I really thought a story about a bill that would ban end-to-end encryption across an enormous range of devices and apps–and that got introduced by its Republican sponsors just as Attorney General Bill Barr’s role as President Trump’s political commissar in the Justice Department became even more obvious–would get more readers. My venture into getting paid per click isn’t off to the best start.

6/25/2020: What is the role of the media in covering online security and privacy matters?, Collision

I hosted a roundtable discussion about press coverage of these issues that wound up not drawing many attendees, but I enjoyed the discussion anyway. Getting to talk about the issues you cover with knowledgeable people you hadn’t met before is one of the things I liked about going to conferences, and this part of Collision reminded me of that.

6/26/2020: Google Says It Will Pay News Sites For Their Work—But Not Yet Here, Forbes

My other post for Forbes this week covered a new initiative by Google to pay news publishers to reproduce their stories on some of its properties. I reported it out by checking in with the news types I’d quizzed for a feature last month about Google’s relationship with news publishers.

6/27/2020: Rob Pegoraro Zooms into the Pi, Washington Apple Pi

I talked to this Apple user group via Zoom instead of appearing in person as I did last June. That meant I couldn’t do my usual giveaway of trade-show swag, but not having to drive anywhere also meant I could mow the lawn before this virtual session.

6/27/2020: Advertisers boycotting Facebook, Al Jazeera

I talked about the growing number of advertisers choosing to pull their ads off of Facebook properties, in some cases off of social media entirely.

Weekly output: EMV cards, wearable gadgets, cable-TV apps, Apple, upload speeds

I’m halfway through an obnoxiously transatlantic fortnight: I spent four days in New York this past week for CE Week, and Tuesday I fly to Paris to moderate a handful of panels at the VivaTechnology conference. But when I step off the plane at Dulles a week from today, I’ll have more than a month before my next work trip.

6/20/2016: What Home Depot’s Chip-and-Pin Lawsuit Means to You, Consumer Reports

If you’re wondering why people get so insistent about having a PIN on their credit cards, this story may clear things up for you. (Spoiler alert: It won’t do much for the biggest source of credit-card fraud.)

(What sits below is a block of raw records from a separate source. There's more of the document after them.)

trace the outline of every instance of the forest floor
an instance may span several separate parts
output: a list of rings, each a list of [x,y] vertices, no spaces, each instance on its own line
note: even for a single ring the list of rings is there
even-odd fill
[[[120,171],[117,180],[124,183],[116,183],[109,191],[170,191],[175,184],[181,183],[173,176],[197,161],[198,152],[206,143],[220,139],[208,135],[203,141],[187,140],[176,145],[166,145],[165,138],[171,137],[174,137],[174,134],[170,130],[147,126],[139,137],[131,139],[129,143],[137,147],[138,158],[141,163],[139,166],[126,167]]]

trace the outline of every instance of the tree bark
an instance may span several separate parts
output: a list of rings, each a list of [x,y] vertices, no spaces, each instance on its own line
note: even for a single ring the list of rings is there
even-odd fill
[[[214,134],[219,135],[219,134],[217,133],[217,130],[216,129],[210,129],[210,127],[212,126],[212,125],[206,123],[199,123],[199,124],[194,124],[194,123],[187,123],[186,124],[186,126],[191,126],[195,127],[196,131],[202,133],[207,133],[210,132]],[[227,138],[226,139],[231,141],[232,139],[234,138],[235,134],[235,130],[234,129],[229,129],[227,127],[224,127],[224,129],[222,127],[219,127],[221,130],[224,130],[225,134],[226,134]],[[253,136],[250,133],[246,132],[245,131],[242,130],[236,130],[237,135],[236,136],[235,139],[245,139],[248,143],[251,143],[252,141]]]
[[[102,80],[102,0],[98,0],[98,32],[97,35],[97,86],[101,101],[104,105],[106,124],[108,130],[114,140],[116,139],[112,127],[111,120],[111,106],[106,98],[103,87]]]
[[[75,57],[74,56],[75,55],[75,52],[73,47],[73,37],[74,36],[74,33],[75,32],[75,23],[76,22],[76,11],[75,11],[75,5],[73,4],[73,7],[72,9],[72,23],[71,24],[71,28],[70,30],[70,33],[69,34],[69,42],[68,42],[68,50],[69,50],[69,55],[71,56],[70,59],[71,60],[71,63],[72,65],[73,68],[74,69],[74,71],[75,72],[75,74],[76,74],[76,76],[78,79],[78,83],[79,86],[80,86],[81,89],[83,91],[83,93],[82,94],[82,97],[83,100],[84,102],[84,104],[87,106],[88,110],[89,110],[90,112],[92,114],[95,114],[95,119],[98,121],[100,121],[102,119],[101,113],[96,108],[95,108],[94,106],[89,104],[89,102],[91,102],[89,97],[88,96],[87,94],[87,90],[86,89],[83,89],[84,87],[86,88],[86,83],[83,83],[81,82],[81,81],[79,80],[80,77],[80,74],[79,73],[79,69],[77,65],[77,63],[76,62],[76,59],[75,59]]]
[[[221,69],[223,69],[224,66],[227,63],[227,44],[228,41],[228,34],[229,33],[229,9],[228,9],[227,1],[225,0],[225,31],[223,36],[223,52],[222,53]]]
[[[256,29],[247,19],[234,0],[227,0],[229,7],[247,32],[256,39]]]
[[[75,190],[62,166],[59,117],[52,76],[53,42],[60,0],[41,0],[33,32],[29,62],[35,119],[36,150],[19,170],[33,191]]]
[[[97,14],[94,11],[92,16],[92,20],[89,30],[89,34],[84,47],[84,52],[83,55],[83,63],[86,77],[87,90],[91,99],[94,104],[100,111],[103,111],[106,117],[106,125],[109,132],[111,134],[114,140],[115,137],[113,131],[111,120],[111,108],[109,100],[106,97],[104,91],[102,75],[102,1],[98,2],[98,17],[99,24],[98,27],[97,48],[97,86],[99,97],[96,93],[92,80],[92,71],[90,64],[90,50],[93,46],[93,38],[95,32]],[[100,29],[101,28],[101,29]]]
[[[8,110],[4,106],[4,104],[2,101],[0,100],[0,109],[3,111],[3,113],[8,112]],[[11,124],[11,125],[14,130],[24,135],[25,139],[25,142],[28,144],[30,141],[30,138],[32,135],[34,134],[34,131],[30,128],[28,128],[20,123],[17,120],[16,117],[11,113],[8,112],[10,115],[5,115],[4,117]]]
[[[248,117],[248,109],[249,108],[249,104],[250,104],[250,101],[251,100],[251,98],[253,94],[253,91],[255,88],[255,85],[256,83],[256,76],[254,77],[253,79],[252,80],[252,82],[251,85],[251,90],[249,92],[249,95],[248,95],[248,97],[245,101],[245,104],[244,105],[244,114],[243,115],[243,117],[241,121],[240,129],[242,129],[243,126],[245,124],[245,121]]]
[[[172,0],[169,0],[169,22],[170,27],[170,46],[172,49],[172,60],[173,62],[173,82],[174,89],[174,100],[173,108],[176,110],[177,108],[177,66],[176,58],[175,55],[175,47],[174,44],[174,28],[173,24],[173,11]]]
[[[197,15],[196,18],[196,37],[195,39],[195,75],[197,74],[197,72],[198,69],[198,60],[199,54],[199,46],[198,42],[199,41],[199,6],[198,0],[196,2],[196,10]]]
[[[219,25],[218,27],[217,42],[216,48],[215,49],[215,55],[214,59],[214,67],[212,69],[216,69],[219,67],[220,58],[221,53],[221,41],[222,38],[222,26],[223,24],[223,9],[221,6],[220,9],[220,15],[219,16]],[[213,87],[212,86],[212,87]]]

CE Week wearables panel 20166/23/2016: Is that Tech You’re Wearing?, CE Week

I talked about the design, features and use of wearable gadgets with UNICEF Ventures’ Jeanette Duffy, WARE founder Pamela Kiernan, and ŌURA co-founder Kari Kivelä. Afterwards, GearDiary’s Judie Stanford interviewed the four of us, and the organizers posted that clip next week.

6/23/2016: Big cable has a plan to help you dump the cable box you’re renting, Yahoo Finance

While I was in NYC, I stopped by Yahoo’s offices to record an interview with Yahoo Finance editor-in-chief Andy Serwer about the prospect of replacing cable boxes with cable apps; it runs atop this story.

6/25/2016: Rob Pegoraro on technology, plus a presentation by MacRecycleClinic, Washington Apple Pi

I drove over to the general meeting of this Apple user group to share my thoughts on the state of Apple–and to donate the 2002-vintage iMac I used for four years before handing it off to my mom, who relied on that computer until replacing it with an iPad Air last year.

6/26/2016: How to compare Internet service providers — by upload speed, USA Today

After a reader of last week’s USAT column commented that I should have addressed upload speeds–and some quick searching revealed that many Internet providers treat them as a bit of a state secret–I realized I had a column topic on my hands.

Updated 9/6 to add a link to Stanford’s interview.